Connecticut's on pace to spend $208.9 million on state employee overtime this fiscal year based on a new report from the nonpartisan Office of Fiscal Analysis.

OFA reports the state spent $156.7 million on overtime through the first three quarters of 2017. At that rate, overtime spending will decrease by 4.6% over the $219 million spent in 2016.

Connecticut State Overtime Spending2016 marked a dramatic shift in overtime costs, as the state spent 14.5% less than in 2015, when spending hit an all-time high of $256.1 million.

Through March 31, 2017, state employee overtime cost $11.4 million less than the same period last fiscal year.

Five state agencies are responsible for 93% of all overtime spending through the first three quarters of this fiscal year, led by the Department of Correction.

Of those five agencies, three spent less on overtime than the same period last year:

  • Department of Correction: $47.6 million ($53.5 million through third quarter 2016)
  • Department of Mental Health and Addiction Services: $37 million ($38 million)
  • Department of Developmental Services: $33.8 million ($33.4 million)
  • Department of Children and Families: $16 million ($14.2 million)
  • Department of Emergency Services and Public Protection: $11.7 million ($15.3 million)
  • All others: $10.6 million ($13.6 million)

Based on the OFA report, 16,690 state workers accumulated overtime in the first nine months of 2017, with an average payment of $9,387 per worker.

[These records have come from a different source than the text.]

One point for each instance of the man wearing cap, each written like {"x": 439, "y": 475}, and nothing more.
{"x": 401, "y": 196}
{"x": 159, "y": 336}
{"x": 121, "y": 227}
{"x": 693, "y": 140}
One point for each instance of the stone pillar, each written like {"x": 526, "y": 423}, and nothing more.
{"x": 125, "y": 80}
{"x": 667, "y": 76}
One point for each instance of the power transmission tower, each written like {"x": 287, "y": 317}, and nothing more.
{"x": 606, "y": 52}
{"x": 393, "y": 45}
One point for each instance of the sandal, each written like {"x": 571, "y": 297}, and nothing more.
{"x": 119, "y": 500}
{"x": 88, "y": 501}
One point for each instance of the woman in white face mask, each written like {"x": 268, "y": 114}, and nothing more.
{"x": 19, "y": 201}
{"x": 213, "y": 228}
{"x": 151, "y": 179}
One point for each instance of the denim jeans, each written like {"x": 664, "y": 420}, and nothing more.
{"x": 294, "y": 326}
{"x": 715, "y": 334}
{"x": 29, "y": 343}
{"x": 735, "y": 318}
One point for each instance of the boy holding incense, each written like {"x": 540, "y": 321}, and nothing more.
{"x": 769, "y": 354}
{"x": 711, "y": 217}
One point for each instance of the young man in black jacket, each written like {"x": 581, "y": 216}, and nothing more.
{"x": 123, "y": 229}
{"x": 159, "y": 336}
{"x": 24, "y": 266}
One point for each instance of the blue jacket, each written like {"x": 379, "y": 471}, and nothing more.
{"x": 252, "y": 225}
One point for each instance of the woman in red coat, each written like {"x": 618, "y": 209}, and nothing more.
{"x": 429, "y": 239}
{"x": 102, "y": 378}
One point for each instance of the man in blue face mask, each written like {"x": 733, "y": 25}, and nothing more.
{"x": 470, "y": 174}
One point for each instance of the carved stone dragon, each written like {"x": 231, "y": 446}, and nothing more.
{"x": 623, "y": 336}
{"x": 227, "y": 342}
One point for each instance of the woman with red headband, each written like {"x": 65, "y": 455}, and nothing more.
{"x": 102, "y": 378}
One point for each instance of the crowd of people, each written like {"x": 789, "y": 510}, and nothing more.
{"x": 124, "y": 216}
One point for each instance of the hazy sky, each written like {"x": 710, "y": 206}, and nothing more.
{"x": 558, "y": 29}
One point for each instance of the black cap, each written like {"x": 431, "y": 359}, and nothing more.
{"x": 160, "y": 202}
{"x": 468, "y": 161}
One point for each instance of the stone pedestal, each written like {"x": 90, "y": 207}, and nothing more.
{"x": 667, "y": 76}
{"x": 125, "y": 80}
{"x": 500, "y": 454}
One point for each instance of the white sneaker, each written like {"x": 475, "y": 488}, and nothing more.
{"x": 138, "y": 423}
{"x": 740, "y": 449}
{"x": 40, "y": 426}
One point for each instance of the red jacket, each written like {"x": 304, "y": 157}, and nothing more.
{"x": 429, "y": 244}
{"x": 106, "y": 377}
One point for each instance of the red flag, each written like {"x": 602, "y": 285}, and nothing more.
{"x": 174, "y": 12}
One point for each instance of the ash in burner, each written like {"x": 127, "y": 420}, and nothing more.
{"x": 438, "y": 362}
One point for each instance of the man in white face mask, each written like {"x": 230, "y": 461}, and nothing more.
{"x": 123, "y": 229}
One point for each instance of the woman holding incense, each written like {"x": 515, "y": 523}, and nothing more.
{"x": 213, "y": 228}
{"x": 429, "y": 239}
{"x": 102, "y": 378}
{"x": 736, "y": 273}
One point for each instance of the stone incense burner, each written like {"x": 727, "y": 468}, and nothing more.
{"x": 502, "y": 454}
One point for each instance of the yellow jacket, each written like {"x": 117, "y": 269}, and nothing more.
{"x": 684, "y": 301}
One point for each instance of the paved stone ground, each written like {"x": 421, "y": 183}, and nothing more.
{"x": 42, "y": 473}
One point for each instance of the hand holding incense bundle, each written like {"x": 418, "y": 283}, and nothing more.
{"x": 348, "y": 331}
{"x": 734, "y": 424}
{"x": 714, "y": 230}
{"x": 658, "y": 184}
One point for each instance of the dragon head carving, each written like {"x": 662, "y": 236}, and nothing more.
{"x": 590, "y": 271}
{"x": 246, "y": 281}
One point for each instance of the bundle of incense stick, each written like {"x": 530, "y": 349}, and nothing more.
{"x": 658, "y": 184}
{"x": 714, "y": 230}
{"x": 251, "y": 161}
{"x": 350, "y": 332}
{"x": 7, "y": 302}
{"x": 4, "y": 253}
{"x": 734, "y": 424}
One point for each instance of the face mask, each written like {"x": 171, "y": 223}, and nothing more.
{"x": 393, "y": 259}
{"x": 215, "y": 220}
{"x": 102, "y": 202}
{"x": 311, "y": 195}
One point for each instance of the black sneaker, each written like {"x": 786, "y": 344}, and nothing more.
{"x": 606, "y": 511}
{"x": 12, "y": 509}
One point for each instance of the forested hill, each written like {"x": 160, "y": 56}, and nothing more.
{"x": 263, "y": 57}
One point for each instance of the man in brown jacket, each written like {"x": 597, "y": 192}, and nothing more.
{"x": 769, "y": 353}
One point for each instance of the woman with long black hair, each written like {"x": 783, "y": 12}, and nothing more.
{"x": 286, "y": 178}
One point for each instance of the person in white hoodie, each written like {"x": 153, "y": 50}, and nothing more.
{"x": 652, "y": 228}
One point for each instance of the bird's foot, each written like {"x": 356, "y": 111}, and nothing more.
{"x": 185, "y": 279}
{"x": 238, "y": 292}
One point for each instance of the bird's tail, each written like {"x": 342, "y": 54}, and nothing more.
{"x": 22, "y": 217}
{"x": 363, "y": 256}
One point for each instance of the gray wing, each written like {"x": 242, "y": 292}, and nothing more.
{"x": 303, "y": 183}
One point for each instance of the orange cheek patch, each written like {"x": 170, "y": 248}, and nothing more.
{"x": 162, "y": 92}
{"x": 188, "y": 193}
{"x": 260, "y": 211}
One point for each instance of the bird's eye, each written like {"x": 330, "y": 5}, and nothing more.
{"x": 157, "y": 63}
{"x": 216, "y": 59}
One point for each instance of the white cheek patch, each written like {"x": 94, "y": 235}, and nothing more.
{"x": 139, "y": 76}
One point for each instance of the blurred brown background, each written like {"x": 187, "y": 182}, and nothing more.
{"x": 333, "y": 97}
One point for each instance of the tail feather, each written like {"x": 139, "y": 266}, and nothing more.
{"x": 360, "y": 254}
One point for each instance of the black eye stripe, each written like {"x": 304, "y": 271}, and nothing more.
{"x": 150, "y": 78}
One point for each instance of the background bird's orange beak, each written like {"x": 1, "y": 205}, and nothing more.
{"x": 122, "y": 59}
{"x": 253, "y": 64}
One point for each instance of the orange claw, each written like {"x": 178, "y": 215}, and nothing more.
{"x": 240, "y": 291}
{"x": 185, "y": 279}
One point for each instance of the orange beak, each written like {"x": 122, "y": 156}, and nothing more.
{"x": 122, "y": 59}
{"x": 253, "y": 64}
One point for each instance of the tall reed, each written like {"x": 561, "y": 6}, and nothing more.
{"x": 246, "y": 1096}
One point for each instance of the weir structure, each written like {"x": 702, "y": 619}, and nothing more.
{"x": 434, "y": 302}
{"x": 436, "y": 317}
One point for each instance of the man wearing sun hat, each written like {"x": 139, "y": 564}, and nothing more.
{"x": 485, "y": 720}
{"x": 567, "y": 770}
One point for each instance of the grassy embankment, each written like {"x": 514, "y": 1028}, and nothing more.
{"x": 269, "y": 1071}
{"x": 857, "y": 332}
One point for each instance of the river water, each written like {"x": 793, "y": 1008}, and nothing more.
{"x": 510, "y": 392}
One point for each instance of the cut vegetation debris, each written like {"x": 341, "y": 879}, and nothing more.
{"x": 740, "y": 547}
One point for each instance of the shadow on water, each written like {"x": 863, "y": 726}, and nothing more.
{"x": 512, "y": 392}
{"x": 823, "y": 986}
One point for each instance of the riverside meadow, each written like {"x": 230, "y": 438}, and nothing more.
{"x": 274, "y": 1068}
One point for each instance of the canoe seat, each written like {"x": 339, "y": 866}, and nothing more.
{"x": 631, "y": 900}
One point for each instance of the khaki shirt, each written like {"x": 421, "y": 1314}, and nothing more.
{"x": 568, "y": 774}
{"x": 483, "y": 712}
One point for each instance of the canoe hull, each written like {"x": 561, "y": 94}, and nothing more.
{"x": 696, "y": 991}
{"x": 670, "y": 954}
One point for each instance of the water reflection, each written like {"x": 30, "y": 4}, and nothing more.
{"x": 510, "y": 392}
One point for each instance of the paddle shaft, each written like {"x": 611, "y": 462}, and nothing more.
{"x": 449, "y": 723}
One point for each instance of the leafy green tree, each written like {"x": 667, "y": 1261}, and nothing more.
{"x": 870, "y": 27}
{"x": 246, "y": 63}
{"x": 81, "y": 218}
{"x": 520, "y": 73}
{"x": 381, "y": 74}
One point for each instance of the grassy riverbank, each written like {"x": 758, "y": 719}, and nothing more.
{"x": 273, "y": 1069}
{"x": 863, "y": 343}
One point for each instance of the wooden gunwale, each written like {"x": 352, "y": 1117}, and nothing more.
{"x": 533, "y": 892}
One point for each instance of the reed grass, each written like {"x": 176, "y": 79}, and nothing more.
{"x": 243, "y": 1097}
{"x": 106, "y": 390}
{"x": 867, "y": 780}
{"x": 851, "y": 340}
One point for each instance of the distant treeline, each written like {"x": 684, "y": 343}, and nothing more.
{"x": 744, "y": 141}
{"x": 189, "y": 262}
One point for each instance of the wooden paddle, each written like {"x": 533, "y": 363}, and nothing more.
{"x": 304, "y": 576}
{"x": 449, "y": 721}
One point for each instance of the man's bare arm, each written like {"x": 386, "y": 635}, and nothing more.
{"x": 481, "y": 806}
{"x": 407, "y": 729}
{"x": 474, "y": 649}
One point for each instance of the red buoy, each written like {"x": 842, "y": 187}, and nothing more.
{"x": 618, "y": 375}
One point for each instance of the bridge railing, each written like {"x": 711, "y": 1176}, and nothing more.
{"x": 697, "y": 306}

State employee overtime costs have a major impact on Connecticut’s long-term fiscal health.
The top five agencies accounted for 11,477 of those workers, or 69%.

The Teachers' Retirement Board was the only agency with no overtime spending.

State employee overtime costs have a major impact on Connecticut’s long-term fiscal health.

CBIA and the Connecticut Institute for the 21st Century continue to push for pension reform, including ending the practice of counting overtime pay as wages in the last three years prior to retirement.

These are the years used for pension calculations. Factoring overtime inflates pensions while adding to the overall costs of Connecticut's state employee retirement system.

Controlling state employee pensions and retiree benefits—among the highest in the country—is a fiscal and economic imperative, with Connecticut facing billion dollar-plus budget deficits in 2018 and 2019.